As mentioned in the introduction, FindTrends class does not need a heap.  It simply uses WordCounter class to build a data structure, which is BSTMap in this class, based on its analyze() method.  It needs the data structure, or map, in order to find a frequency of specific words.  The list of words is provided through the command line argument.  I used Java's builtin arrayList to store the list of words and then used for loop to find a frequency of each word.  Thus, the user must provide a list of words on the command line in order to run this class.  Assuming that the user would want to analyze the trend across all text files, I did not enable the user to control the number of text files to analyze.


For Task 3, I used the following argument: clinton, sanders, rubio, trump, obama, cruz, palin.  Below is the graph of the results.

Image Modified

It should not be surprising that Obama was mentioned the most in comments in 2008 since he was elected that year.  Clinton was mentioned the second most because she was the second runner to the democrat's primary.
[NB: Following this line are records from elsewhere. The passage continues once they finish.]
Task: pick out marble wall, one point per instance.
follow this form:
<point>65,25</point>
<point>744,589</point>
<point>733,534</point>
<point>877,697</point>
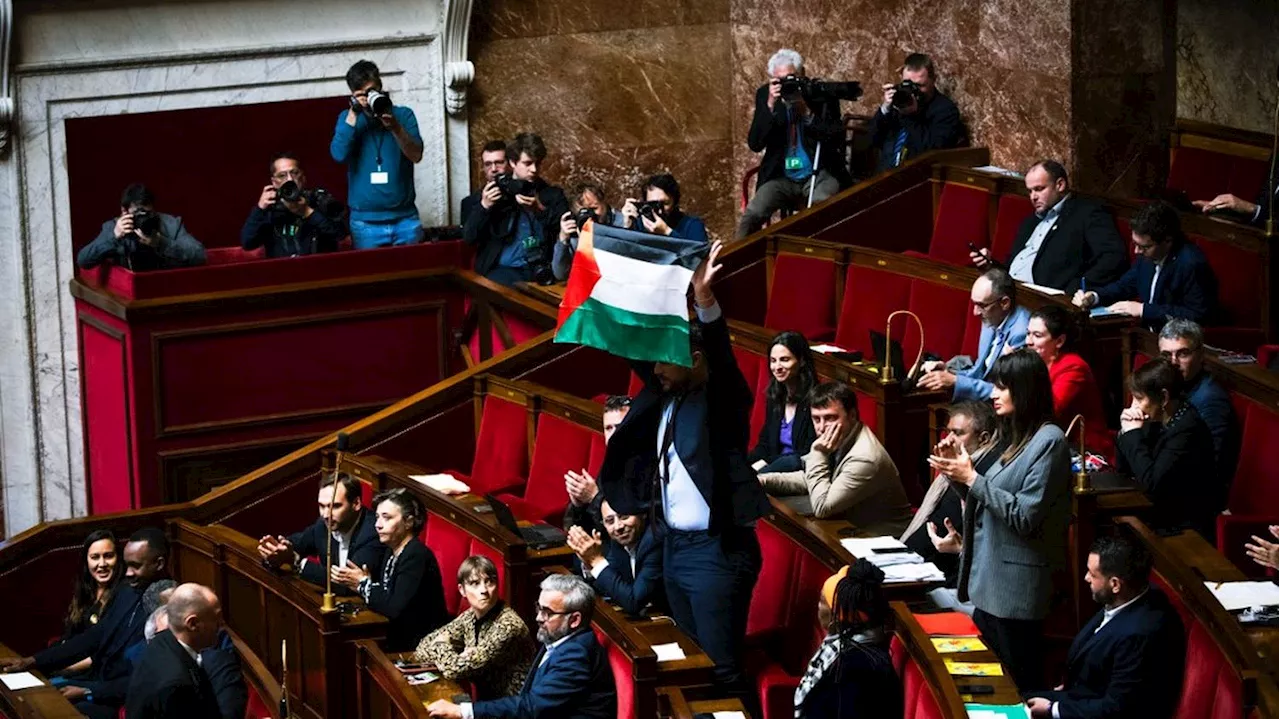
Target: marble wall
<point>1229,62</point>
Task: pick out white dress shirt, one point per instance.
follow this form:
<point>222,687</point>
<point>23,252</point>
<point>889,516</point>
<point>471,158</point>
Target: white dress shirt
<point>1020,266</point>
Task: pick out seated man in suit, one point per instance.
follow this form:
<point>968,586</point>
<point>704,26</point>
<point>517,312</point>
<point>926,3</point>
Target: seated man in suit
<point>1128,660</point>
<point>1182,342</point>
<point>1004,329</point>
<point>170,682</point>
<point>629,568</point>
<point>100,691</point>
<point>344,527</point>
<point>571,677</point>
<point>848,472</point>
<point>584,494</point>
<point>1066,239</point>
<point>1169,278</point>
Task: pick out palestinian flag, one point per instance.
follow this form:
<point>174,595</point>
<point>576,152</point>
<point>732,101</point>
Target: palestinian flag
<point>627,293</point>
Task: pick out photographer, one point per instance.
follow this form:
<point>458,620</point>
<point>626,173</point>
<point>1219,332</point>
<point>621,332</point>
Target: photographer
<point>914,115</point>
<point>493,163</point>
<point>519,218</point>
<point>588,204</point>
<point>379,143</point>
<point>792,115</point>
<point>142,239</point>
<point>284,219</point>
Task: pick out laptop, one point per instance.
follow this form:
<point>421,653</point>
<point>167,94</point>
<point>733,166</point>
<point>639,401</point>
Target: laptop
<point>539,536</point>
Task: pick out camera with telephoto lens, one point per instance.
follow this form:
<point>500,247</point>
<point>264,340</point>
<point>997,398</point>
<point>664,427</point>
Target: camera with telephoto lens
<point>796,87</point>
<point>146,221</point>
<point>905,94</point>
<point>649,209</point>
<point>512,186</point>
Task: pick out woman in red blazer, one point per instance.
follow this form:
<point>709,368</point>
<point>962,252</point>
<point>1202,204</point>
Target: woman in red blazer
<point>1050,333</point>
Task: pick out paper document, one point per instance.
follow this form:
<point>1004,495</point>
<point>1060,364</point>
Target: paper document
<point>21,681</point>
<point>444,484</point>
<point>668,651</point>
<point>1042,289</point>
<point>1243,595</point>
<point>949,645</point>
<point>974,668</point>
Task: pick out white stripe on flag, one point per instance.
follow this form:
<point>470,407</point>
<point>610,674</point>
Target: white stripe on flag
<point>640,287</point>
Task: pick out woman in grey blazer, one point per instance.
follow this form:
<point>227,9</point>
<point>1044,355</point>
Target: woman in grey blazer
<point>1016,516</point>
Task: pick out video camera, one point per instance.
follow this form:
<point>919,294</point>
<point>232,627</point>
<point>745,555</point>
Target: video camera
<point>905,94</point>
<point>795,87</point>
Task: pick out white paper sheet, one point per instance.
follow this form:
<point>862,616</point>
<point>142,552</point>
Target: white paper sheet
<point>1243,595</point>
<point>21,681</point>
<point>668,651</point>
<point>444,484</point>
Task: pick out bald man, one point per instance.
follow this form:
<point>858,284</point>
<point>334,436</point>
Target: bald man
<point>170,682</point>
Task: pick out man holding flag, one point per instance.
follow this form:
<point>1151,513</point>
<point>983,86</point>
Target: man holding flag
<point>680,454</point>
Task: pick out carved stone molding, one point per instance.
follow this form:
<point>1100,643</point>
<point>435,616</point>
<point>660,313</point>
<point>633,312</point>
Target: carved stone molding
<point>458,72</point>
<point>7,106</point>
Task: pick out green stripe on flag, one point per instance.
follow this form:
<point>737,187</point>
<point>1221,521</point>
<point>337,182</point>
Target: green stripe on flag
<point>632,335</point>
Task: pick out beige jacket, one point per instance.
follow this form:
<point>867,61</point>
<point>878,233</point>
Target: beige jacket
<point>863,488</point>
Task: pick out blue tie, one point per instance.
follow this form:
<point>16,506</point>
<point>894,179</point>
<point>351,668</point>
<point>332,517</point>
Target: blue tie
<point>899,143</point>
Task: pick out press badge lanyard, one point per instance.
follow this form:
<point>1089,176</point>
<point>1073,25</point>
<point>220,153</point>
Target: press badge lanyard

However, other politicians' trends are not clear because the two politicians dominate the overall trend.  Therefore, I observed another graph without Obama and Clinton.


Romney was mentioned the most in 2012 because he ran against Obama in the re-election of 2012.  Berney Sanders's frequency starts to hike up in 2014.  Perhaps the reason is that he started to be mentioned more by people as a potential candidate for the Democrat's primary.  We can also observe that Sarah Palin's frequency reached a peak in 2010, which is a year later she resigned as the governor of Alaska.  Regarding Trump, he was mentioned the most in 2011 since he considered running against Obama at the election of 2012.


  • Use more than one list of interesting words and report the trends, including an analysis of the trends and what might explain them.


In order to run FindCommonWords class, user must provide the following arguments: 1) number of words, 2) number of text files, and 3) which method.  The text file will be analyzed, starting from 2008 by default.


I learned how to implement the priority queue, max-heap, and how it can be useful when analyzing the trends of data.  Moreover, I observed that heap is faster than the arrayList to sort.